Beaverton School District in Oregon has launched a new initiative to keep kids’ brains and bodies active during the day.
Oregon Kids Move with Heart is a new initiative in Beaverton, Oregon that kicked off August 31, 2015. The goal is to help kids be more physically active throughout the day at school. Through a partnership with the Centers for Disease Control and Prevention (CDC), the American Heart Association has partnered with the Beaverton School District to increase physical education and activity opportunities for K-8 students throughout the school day during the 2015-2016 school year. The district's commitment to the health of their students aligns with the mission of the American Heart Association, prompting the recent partnership.
As stated in The Oregonian, the purpose of the program is to create a culture of physical activity. Exercise kick-starts students’ brains and increases blood flow and energy, and is a way to prepare for the upcoming physical education mandate taking effect in 2017. This mandate will require that K-5 students receive physical education 150 minutes per week and students in grades 6-8 receive 225 minutes per week. At least 50 percent of the physical education class time is to be actual physical activity with as much time as possible spent in moderate to vigorous physical activity.

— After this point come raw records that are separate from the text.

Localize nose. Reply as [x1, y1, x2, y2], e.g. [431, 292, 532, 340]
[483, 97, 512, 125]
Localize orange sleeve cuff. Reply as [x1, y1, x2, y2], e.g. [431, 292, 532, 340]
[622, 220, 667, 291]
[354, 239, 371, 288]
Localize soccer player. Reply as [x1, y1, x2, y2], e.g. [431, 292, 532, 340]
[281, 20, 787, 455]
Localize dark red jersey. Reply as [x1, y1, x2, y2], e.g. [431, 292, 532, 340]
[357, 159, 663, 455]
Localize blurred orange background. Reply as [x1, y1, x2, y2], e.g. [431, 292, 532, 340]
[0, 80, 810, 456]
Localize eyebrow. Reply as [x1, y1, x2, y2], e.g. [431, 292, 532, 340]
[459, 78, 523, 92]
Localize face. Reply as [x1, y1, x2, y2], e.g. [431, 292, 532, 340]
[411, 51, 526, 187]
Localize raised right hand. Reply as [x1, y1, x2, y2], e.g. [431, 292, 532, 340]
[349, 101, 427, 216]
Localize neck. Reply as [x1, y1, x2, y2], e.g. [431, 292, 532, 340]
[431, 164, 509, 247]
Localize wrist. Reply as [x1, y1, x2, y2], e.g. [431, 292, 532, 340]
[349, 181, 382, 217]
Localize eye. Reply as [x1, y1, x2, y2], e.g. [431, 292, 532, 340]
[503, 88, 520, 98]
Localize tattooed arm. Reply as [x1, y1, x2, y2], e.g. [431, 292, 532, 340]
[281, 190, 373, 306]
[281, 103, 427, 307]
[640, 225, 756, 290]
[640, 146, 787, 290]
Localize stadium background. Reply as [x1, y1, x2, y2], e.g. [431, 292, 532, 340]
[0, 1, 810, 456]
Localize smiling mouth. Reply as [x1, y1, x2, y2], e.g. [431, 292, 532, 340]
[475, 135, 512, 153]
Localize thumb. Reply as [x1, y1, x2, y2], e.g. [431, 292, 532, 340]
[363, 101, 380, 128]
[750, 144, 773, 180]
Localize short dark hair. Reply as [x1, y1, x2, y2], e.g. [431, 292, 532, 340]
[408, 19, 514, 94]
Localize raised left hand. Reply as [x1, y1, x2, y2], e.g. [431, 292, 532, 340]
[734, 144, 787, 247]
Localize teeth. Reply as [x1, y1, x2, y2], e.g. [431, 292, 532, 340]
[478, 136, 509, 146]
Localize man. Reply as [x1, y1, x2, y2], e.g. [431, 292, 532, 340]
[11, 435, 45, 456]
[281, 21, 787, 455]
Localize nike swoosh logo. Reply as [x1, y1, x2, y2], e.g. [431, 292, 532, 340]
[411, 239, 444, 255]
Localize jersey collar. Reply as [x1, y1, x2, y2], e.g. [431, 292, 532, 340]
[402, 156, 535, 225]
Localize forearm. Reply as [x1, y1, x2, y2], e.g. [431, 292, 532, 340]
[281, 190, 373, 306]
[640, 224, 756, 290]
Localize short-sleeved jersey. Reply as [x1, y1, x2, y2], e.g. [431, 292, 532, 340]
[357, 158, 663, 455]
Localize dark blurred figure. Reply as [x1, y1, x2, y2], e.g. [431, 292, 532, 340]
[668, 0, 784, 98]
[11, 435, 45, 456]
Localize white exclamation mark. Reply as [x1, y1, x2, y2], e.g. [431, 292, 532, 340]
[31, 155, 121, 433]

Schools continuously face challenges to provide quality physical education to their students, and one of these challenges is that many schools lack the necessary facilities. Understanding this challenge, the Beaverton School District created the Active Students Task Force to work towards being compliant with the upcoming law. Through this Task Force, five pilot schools were identified – three elementary and two middle. According to the Times, “The idea behind the pilot project is that students who are more active are not only physically healthier, but also are more focused on academics, according to research.” The article also said, “The elementary schools will begin each school day with 10 minutes of heart-pounding activity, cycle through physical education sessions and build activity into academic lessons called “Brain Boosts.” The middle schools will return to daily physical education classes.”
In order to prepare teachers and educators, professional development workshops were held the week prior to the beginning of the 2015-2016 school year to get teachers ready to incorporate movement throughout the school day. The Oregon Kids Move with Heart Regional Campaign Manager worked closely with the Beaverton School District Physical Education Teacher on Special Assignment (PE TOSA) to coordinate these professional development workshops.
Scott Williams, a physical educator from Charlottesville, Virginia, and Alex O’Brien of Focused Fitness, were brought in by Oregon Kids Move with Heart to share their expertise with the Beaverton educators. “Williams had classroom teachers joyously dancing and laughing around the room, raving about how much their students will enjoy dancing in class,” said Brittany Badicke, a Regional Campaign Manager of the ANCHOR Partnership Program. The ANCHOR Partnerships Program – Accelerated National Community Health Outcomes through Reinforcing Partnerships – is funded under the CDC’s National Implementation and Dissemination for Chronic Disease Prevention initiative. In Oregon, ANCHOR is focused on obesity prevention through physical education and activity initiatives. “O’Brien had both classroom and PE teachers learning math an English through fitness games, leading to a teacher commenting that the kids will be having so much fun, they won’t realize they’re learning,” said Badicke.